Orszag also opposed a Senate bill provision that required notification of “any change in a covert action,” which he described as setting up “unreasonable burdens” on the agencies, particularly the CIA . The House bill also requires notification of intelligence “significant undertakings,” a term that Orszag described as “vague and uncertain.”
Rep. Peter Hoekstra (R-Mich.), ranking minority member of the House intelligence panel, noted that the White House objections were similar to those raised by Republicans, especially regarding notifications provisions. . . .
Orszag wrote that the notification provisions were one of three items in the bills that would draw a veto recommendation from the president’s advisers. Another such provision would give the Government Accountability Office legal authority to review practices and operations throughout the intelligence community. The White House contends that broadening the GAO’s purview would upset current relations with the office, which already has access to some intelligence activity, and adversely affect oversight relationships between the committees and the community. The provision would also permit any committee of Congress with an arguable claim of jurisdiction over an intelligence activity to request a GAO investigation of that activity.

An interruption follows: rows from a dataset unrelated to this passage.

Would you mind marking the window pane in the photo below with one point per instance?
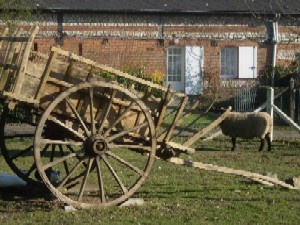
(229, 62)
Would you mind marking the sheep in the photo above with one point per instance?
(248, 125)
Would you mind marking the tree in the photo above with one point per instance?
(13, 11)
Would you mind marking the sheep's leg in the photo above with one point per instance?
(268, 138)
(262, 144)
(233, 140)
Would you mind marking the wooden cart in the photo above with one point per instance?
(97, 130)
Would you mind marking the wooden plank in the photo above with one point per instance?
(180, 147)
(111, 70)
(59, 82)
(176, 119)
(202, 132)
(3, 35)
(46, 74)
(21, 73)
(9, 57)
(21, 98)
(69, 70)
(253, 176)
(9, 66)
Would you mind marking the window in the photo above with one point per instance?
(239, 62)
(184, 69)
(229, 65)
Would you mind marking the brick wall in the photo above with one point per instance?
(133, 39)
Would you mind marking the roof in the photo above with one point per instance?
(283, 7)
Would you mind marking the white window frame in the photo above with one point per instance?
(242, 62)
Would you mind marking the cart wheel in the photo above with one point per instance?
(103, 145)
(16, 141)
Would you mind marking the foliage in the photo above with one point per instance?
(13, 11)
(140, 72)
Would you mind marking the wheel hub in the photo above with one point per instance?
(95, 146)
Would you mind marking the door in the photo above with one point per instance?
(175, 68)
(193, 70)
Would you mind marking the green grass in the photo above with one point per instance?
(176, 194)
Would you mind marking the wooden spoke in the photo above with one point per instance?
(62, 183)
(89, 157)
(107, 110)
(61, 124)
(120, 134)
(121, 185)
(118, 120)
(33, 166)
(62, 154)
(52, 153)
(141, 147)
(23, 152)
(62, 159)
(100, 181)
(92, 116)
(90, 162)
(87, 132)
(140, 172)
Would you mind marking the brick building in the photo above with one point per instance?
(234, 40)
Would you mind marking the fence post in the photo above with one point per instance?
(270, 102)
(292, 99)
(297, 106)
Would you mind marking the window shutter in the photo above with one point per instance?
(193, 70)
(247, 62)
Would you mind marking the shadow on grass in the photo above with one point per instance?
(27, 199)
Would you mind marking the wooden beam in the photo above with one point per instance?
(12, 48)
(111, 70)
(21, 74)
(176, 119)
(45, 75)
(163, 108)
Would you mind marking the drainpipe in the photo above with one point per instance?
(275, 42)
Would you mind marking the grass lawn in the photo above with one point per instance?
(175, 194)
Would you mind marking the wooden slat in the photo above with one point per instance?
(6, 66)
(176, 118)
(111, 70)
(59, 82)
(11, 50)
(202, 132)
(21, 73)
(3, 35)
(46, 74)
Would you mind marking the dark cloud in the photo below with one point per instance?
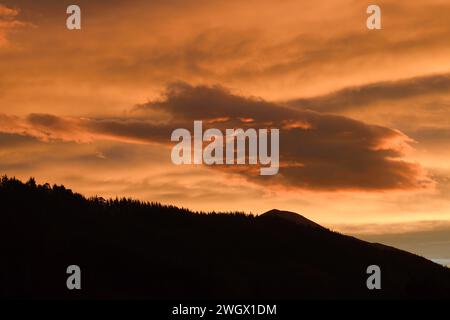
(317, 151)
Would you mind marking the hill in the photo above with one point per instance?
(131, 249)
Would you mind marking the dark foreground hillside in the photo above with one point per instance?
(128, 249)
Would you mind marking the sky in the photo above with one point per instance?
(364, 115)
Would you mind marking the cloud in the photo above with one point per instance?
(8, 22)
(317, 151)
(367, 95)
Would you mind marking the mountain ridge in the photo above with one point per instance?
(130, 249)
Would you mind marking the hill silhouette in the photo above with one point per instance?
(131, 249)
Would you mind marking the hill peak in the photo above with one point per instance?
(292, 217)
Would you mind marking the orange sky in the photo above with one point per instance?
(93, 109)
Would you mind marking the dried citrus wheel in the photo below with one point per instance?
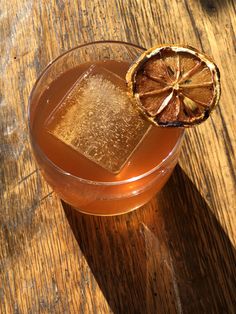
(174, 85)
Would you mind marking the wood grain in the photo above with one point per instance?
(174, 255)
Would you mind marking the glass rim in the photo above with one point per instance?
(59, 169)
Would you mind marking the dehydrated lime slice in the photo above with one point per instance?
(174, 85)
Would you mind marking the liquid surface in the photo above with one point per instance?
(154, 148)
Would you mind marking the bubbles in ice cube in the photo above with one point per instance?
(97, 119)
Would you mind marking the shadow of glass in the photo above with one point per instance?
(170, 256)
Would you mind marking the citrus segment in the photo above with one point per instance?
(174, 85)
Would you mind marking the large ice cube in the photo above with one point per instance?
(97, 119)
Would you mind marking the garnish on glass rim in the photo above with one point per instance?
(174, 86)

In other words, the Obama White House — just as was true for the Bush White House, and using the same rationale — does not want any meaningful oversight (i.e., briefings beyond the absurd Gang of Eight sham) on whether it’s breaking the law in the conduct of its intelligence activities. One of the Intelligence Community’s most loyal Congressional servants — Senate Intelligence Committee Chair Dianne Feinstein — told The Post that she thinks a deal can be worked out with the White House, meaning that the bill needs to be diluted even further, to the point of virtual nothingness, in order for the White House to accept it.
It’s critical to note that this is far from an abstract concern, because the Obama administration has almost certainly been hiding intelligence activities from the Intelligence Committees, thus ensuring it operates without oversight. Read this October, 2009 article from The Hill — headlined: “Feingold sees similarities between Bush and Obama on intelligence sharing” — in which Senate Intelligence Committee Member Russ Feingold explains “his suspicion that the Obama administration is continuing some of the stonewalling practices of the George W. Bush administration when it comes to providing full intelligence briefings to the relevant committees in Congress.” And indeed, all year long, there’s been a series of disclosures about highly controversial intelligence programs that appear to be “off-the-books” and away from the oversight of the Intelligence Committee. In late January, it was revealed that the President was maintianing a “hit list” of American citizens he had authorized to be assassinated far from any “battlefield,” followed by yesterday’s story describing the use of shadowy private contractors to collect intelligence in Pakistan and Afghanistan.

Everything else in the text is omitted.